We had schools and teachers, kitchens and cooks, delicious meals, medical tents and doctors, herb tents, supply tents and everything you could possibly need gifted to you within hours upon arriving. But most distinctively: no need for wealth. Therefore greed couldn’t exist, or homelessness, or desperation born from not being cared about, or liabilities that outlawed compassion. I never heard of anything being stolen. Everyone was genuine. Not a single person was on a script like some drone programmed to obey orders. But at the same time we were unified, in solidarity and went over our principles every day. The most important of which: to remain peaceful and prayerful.

Yet, despite there not being a single confirmed report of a weapon to this day, I witnessed the most violent police brutality, committed by Morton County, I’ve ever seen in my lifetime. Rubber bullets were fired at close range that blinded a young woman in one eye. Mace was blasted on people to the point of some elders being covered in it. Pepper spray canisters were hosed on people unable to move, half-submerged in a freezing river during the same water ceremony I mentioned earlier. Flash and concussion grenades were fired directly into crowds that led to one woman losing her arm. There were a number of cops without badges (some not even cops.)

Sound cannons (IRADs) were used for long periods on crowds causing internal organ rupture for some. Police attempted to arrest more people en masse, leading to us having numbers written on our arms and being kept in large dog kennels. Police barricaded highway 1806 with burnt cars chained onto cement barriers knowingly blocking requested emergency vehicles.

Snipers shot our horses dead. Prayer sites where ancestors were buried were surrounded with barbed wire so workers could dig into the ground. Police on boats destroyed a bridge we built for elders to walk over and pray in that area. Water cannons were used on hundreds of people in sub-freezing temperatures trapped on a bridge that resulted in 167 people being treated for hypothermia.

Live Facebook feeds would get cut off and taken down and our footage drones were shot down and conveniently banned; while armed drones to be used by police were made legal. A journalist was intentionally shot during an interview for no reason and a filmmaker who filmed one construction site was charged with conspiracy: a possible felony with 45 years in prison. The list grew everyday, yet practically all these atrocities, despite video evidence, have been largely ignored the corporate oil-owned media. Indeed, and despite the Army Corps’ denial of the easement to drill under the river, Dakota Access has announced they will drill anyway because they can afford $50,000 a day fines.

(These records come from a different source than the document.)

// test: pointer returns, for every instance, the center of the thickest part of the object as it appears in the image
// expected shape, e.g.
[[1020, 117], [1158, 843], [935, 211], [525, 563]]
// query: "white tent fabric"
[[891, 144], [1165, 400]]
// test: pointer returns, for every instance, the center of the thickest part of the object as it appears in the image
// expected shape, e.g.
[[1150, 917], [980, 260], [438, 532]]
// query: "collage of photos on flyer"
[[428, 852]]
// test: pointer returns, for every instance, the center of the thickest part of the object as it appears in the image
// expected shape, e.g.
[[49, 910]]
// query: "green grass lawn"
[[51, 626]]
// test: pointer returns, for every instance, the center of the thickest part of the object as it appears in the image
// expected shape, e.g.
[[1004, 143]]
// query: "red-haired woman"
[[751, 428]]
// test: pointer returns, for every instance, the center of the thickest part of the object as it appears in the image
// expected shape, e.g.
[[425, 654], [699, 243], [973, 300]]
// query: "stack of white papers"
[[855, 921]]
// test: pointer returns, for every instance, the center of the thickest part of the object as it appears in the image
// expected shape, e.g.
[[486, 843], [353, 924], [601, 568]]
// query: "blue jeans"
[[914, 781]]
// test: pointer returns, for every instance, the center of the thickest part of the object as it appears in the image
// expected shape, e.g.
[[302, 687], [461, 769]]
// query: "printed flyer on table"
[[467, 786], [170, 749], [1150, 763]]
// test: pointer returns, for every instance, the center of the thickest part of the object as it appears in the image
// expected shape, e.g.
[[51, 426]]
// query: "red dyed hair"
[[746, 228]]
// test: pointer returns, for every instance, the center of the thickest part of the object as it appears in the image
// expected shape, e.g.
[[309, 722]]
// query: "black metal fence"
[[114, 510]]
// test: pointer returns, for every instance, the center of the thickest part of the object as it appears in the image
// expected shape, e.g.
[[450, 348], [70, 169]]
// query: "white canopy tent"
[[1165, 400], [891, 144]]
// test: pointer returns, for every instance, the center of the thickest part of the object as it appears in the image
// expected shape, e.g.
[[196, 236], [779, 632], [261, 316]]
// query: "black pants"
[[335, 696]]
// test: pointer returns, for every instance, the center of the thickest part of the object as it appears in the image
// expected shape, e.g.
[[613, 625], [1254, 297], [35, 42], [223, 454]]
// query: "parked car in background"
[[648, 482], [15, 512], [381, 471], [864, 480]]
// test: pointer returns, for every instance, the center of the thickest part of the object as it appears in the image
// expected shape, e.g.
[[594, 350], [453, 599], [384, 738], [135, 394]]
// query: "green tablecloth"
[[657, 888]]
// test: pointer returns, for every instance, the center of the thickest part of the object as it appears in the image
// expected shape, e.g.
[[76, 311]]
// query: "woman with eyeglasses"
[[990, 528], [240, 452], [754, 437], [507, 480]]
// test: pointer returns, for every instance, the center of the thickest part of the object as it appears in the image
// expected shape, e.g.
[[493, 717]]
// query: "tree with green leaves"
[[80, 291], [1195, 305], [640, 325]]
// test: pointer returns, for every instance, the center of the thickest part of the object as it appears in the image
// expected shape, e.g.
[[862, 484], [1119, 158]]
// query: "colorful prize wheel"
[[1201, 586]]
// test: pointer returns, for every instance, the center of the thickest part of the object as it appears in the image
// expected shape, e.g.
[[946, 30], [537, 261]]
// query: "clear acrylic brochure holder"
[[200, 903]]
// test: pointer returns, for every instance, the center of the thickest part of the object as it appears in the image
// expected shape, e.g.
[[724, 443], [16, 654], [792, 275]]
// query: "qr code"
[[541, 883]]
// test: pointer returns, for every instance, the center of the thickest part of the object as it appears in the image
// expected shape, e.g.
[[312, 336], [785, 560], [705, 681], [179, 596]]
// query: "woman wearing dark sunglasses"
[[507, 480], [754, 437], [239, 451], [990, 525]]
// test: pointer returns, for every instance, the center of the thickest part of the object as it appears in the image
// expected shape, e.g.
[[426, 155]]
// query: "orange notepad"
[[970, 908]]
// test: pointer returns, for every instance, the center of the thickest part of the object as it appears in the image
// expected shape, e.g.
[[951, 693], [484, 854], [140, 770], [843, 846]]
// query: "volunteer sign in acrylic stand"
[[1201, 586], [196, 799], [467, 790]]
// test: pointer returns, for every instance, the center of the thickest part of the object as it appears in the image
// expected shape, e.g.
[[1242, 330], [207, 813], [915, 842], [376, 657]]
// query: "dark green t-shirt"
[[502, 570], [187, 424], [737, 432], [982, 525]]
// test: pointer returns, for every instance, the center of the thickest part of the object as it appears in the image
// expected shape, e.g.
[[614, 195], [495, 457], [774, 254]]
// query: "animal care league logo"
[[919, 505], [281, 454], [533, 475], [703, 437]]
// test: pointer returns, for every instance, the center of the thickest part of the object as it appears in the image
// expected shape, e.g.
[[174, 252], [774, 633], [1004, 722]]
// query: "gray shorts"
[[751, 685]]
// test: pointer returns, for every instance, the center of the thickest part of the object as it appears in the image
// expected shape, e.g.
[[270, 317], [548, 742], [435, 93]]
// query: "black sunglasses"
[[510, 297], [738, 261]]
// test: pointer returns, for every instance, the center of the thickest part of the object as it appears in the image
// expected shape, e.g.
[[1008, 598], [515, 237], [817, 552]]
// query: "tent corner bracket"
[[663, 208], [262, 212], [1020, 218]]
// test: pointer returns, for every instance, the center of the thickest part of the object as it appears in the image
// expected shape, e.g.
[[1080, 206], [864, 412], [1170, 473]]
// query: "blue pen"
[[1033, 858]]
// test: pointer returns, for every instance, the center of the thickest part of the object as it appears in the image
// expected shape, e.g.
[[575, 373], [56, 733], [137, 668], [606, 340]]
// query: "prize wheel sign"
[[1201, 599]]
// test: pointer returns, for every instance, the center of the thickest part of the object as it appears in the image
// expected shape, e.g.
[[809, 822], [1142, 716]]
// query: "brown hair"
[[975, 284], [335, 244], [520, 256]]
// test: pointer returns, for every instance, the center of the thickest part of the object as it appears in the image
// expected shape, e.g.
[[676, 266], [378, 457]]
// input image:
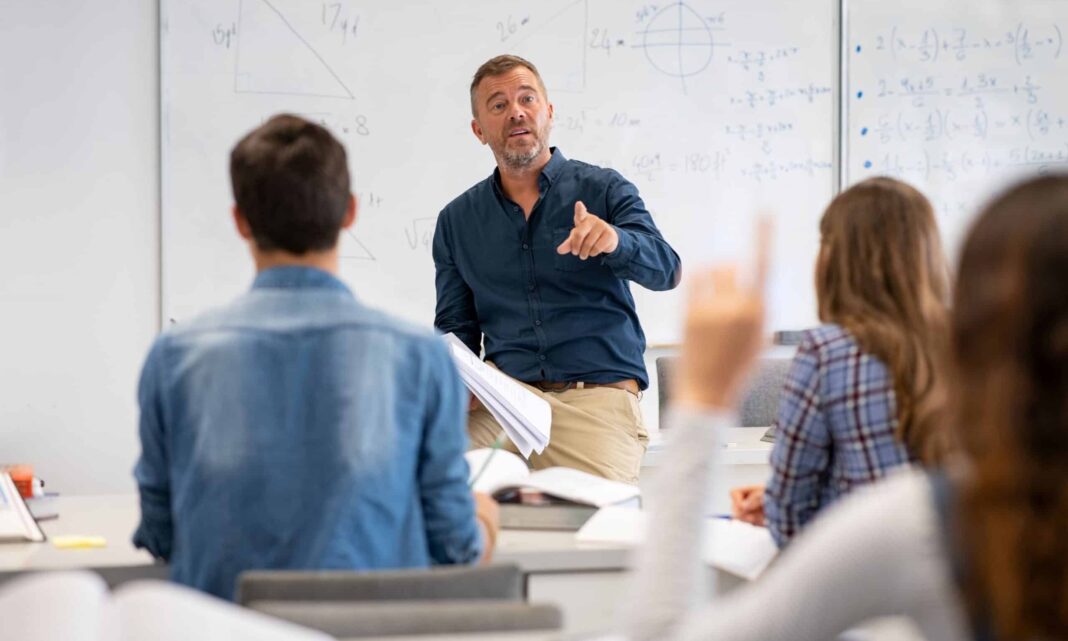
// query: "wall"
[[79, 250]]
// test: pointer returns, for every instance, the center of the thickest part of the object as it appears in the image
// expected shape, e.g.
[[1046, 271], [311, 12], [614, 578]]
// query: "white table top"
[[111, 516], [115, 517]]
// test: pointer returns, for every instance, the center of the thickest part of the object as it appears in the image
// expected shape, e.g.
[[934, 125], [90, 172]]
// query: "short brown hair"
[[882, 276], [498, 66], [291, 182]]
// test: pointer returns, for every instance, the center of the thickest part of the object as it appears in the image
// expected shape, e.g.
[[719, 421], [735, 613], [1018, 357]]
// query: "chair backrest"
[[759, 402], [502, 582], [348, 620]]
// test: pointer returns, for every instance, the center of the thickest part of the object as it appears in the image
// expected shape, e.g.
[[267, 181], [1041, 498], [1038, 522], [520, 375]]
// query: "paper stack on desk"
[[524, 417]]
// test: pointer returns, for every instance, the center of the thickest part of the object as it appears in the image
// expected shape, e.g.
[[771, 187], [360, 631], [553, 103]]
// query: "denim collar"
[[297, 278]]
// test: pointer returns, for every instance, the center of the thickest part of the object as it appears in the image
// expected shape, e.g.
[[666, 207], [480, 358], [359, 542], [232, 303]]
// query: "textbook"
[[16, 522], [508, 480], [76, 606]]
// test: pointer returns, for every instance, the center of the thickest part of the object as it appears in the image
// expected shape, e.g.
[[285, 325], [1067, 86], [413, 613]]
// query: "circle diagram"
[[678, 42]]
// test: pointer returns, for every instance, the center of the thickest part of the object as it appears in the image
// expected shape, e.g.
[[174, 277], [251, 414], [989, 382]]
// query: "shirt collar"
[[297, 278], [549, 172]]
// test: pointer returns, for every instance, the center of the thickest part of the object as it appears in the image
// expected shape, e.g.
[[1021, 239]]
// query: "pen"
[[485, 464]]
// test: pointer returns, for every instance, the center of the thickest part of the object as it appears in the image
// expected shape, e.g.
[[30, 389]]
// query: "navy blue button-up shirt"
[[547, 316], [298, 428]]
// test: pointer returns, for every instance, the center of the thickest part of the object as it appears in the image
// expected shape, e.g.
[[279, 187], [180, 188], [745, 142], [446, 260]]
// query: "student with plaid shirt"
[[863, 393]]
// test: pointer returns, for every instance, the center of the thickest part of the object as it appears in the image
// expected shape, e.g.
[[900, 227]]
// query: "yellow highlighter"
[[78, 543]]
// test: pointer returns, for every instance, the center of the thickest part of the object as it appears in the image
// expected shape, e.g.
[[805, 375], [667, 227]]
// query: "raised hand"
[[724, 326]]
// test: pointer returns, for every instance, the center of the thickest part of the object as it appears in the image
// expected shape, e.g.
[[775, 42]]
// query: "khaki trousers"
[[596, 430]]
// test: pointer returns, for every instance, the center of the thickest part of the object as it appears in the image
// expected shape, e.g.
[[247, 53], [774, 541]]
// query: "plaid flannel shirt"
[[836, 428]]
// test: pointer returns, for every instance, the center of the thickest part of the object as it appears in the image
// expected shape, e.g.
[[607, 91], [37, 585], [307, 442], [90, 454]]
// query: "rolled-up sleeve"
[[454, 312]]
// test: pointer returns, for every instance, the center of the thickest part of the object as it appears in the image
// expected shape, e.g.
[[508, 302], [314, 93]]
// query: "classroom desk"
[[586, 580]]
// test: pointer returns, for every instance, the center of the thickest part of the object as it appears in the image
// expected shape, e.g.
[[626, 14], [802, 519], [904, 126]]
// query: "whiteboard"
[[713, 109], [960, 100]]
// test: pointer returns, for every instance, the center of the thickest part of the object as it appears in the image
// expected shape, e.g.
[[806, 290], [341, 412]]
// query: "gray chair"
[[355, 620], [350, 605], [759, 402]]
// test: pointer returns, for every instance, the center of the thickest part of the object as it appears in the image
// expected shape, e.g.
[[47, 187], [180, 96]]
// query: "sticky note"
[[76, 543]]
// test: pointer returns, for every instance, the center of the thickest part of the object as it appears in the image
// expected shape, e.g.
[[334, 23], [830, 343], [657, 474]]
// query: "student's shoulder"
[[905, 495]]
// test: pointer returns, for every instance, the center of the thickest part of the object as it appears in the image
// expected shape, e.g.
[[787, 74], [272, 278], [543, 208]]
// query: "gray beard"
[[522, 159]]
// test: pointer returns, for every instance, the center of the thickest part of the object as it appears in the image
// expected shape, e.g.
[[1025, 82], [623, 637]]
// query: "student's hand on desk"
[[724, 325], [591, 236], [488, 515], [747, 504]]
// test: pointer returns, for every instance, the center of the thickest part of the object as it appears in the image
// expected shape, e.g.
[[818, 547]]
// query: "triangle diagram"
[[352, 249], [558, 45], [273, 58]]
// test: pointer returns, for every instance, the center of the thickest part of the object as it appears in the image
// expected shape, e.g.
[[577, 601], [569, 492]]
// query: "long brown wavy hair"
[[1009, 406], [882, 276]]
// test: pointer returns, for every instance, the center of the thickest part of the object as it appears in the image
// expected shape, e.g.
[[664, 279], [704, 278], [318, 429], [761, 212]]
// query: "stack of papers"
[[16, 522], [524, 416]]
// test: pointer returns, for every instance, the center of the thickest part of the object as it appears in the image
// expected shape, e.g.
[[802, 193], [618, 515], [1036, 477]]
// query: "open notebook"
[[76, 606], [16, 522]]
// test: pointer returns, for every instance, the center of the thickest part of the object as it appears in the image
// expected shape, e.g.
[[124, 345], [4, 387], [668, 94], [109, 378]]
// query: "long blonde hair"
[[882, 276]]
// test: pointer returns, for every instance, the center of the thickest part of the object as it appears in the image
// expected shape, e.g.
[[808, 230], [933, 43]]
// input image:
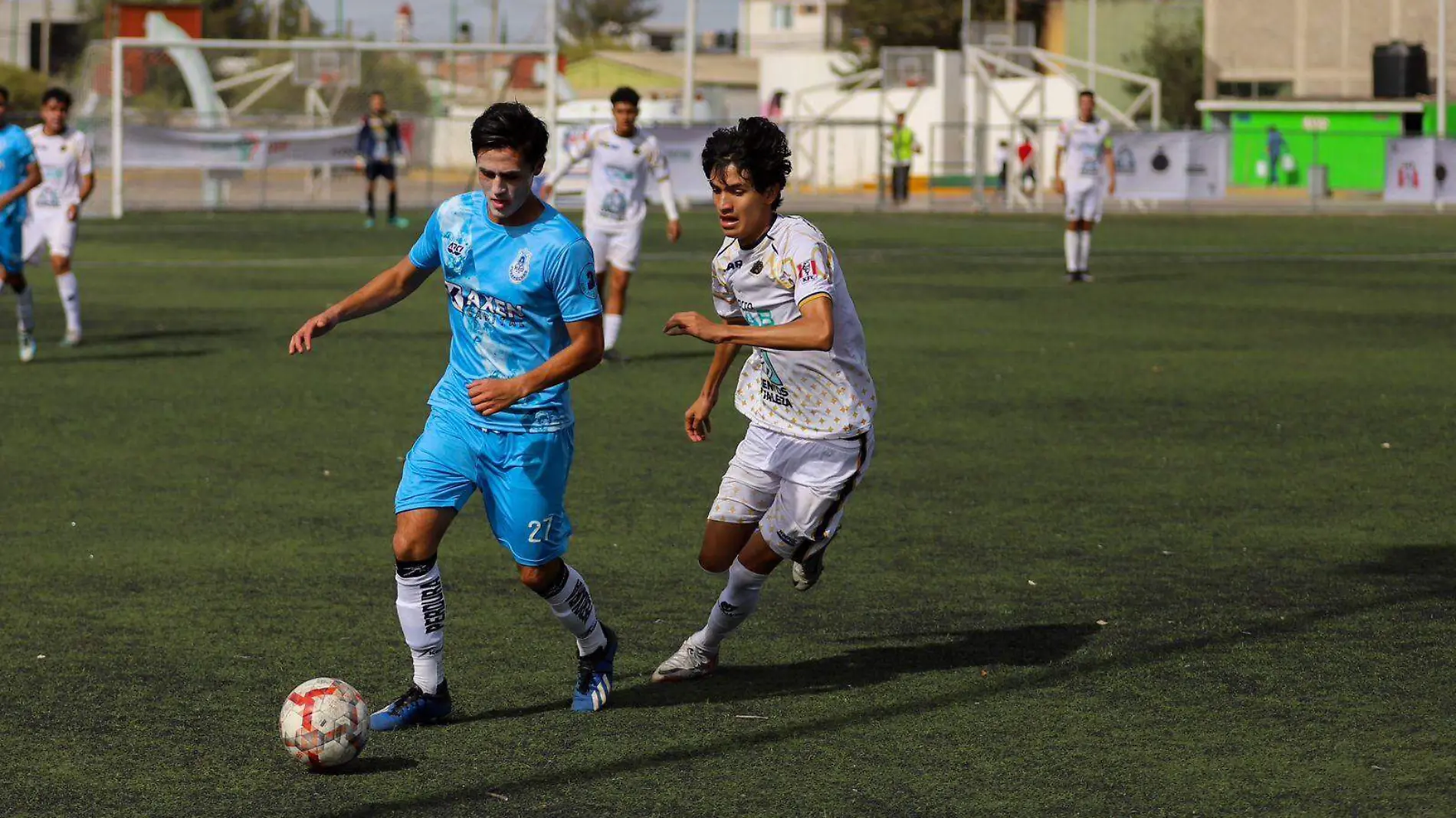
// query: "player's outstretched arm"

The brutality against US Natives by police and military that shocked the world.

What year do we live in? Because I no longer know. What I do know is that no one has more fight in them than American Indians. Life as an activist today shouldn’t have to be like this. In the beginning, I said that this was a spiritual battle. Standing Rock not only reminded us of what it means to be American Indian again, we have come to realize that your world has something very timely to learn from our world.

Namely, balance in all things, especially in your societies; and respect for the earth and all its inhabitants. You can’t always control what we create! You can’t eat money! You can’t drink oil! There are no jobs to be found on a dead planet! Native people know that now is the time for us to make a stand. Standing Rock is not just a place, it’s an idea: that after 500+ years of greed, genocide, disease, land theft, prison camps (now reservations) and the disembowelment of our cultures in boarding schools, now could be the time to stop repeating the same crimes against a peaceful people and finally turn it all around.